Spot the difference
Can you spot the difference in the images above? (Hint: If you work for the Office of National Statistics this may be harder than it seems)
It all started a couple of days ago with that map that Simon found…
When Simon found the map and asked for some cycle data I decided it was about time that CycleStuff blog had a graph. Lets be honest we all love a graph, be it a bar, line or luxury of luxuries, a nicely coloured pie chart (Must be a link to all those hours we spent colouring things in as children). Anyway, to make a graph you need data and where better to start than a visit to the number fondlers at the Office of National Statistics? They’ve got loads of data, and over the last few years have realised that seeing as the taxpayers of the UK paid for it, it may be a good idea to allow us access to it. So I started searching for some cycling related data and after a few non-starters I found the promising sounding ‘Regional Trends Online Tables – Regional Statistics – Transport’. Pwhoar!, how about that for a sexy title to get the blood pumping?

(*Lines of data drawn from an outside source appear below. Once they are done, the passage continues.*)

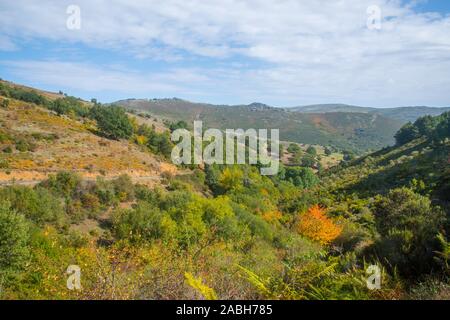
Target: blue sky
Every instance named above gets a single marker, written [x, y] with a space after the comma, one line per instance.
[279, 52]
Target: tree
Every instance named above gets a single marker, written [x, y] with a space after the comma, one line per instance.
[311, 150]
[112, 122]
[178, 125]
[408, 225]
[426, 125]
[301, 177]
[443, 128]
[293, 148]
[231, 179]
[315, 225]
[406, 134]
[5, 103]
[13, 239]
[308, 161]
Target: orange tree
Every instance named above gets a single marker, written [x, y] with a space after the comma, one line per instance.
[315, 225]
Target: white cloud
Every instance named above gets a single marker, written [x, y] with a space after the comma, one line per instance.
[307, 51]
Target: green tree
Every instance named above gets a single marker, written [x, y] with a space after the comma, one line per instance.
[301, 177]
[14, 235]
[408, 225]
[293, 148]
[406, 134]
[311, 150]
[308, 161]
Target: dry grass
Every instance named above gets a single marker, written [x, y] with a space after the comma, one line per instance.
[75, 148]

Lurking inside that report were a number of data sets covering all sorts of travel data, from ‘Time taken to walk to local bus stop’ to the slightly more sobering stuff about road deaths, types of road death, road casualties by road type etc. After all the death and injury the ONS then subscribed to the old vaudeville adage of “finish on a song” with ‘Bus and light rail passenger journeys 2008′ – which will no doubt have them dancing in the aisles.

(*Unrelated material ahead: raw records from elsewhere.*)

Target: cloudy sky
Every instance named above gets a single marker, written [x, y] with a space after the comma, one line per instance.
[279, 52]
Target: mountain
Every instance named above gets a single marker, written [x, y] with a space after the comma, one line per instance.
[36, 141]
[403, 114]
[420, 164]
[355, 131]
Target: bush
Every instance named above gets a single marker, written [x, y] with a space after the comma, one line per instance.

After letting the search function take the strain, I eventually found ‘Average distance travelled per person: by mode of transport, 2008 to 2009′ “ah now we’re I business” I thought to myself. So I set about extracting the cycling figures. ‘Walking‘ no not that one, “Car/Van driver” no, ‘Car/van Passenger‘ nope – I can see why they’d want to collect that, but I wonder how many of those passengers would quickly convert to single occupancy after they drop their cargo off at the local school (The data source was a survey so prone to the participants own interpretation of the questions).- I kept chugging through the headings, it wasn’t ‘Local bus’ or ‘Other public‘ so cycling must be included in ‘Other private‘. I nipped to the footnotes to check if the data did indeed include cycling – I was unaware of the “Eh!” that was rapidly approaching.
“Eh!” I thought, as I found that the data for cycling (clean, human powered transport) had been lumped in with Motorbikes (not clean and not human powered) and private hire buses (school buses etc – again not clean and not human powered, unless you happen to be living in a real-life version of The Flintstones).

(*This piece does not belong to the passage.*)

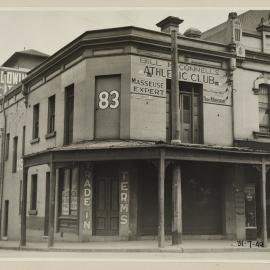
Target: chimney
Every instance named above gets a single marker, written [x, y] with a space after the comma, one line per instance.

Its bonkers, what possible reason could the ONS have for lumping bikes in with fossil fuel based vehicles? Surely grouping waking and cycling together would have made more sense?
Anyway, while I wait for the ONS to have a sudden and sensible change of heart, my search for cycling data will continue. I like a good stat…..You like a good stat…….WE like a good stat……..And we WILL have that graph! (and if you know of any, send them over please – I’m googled out).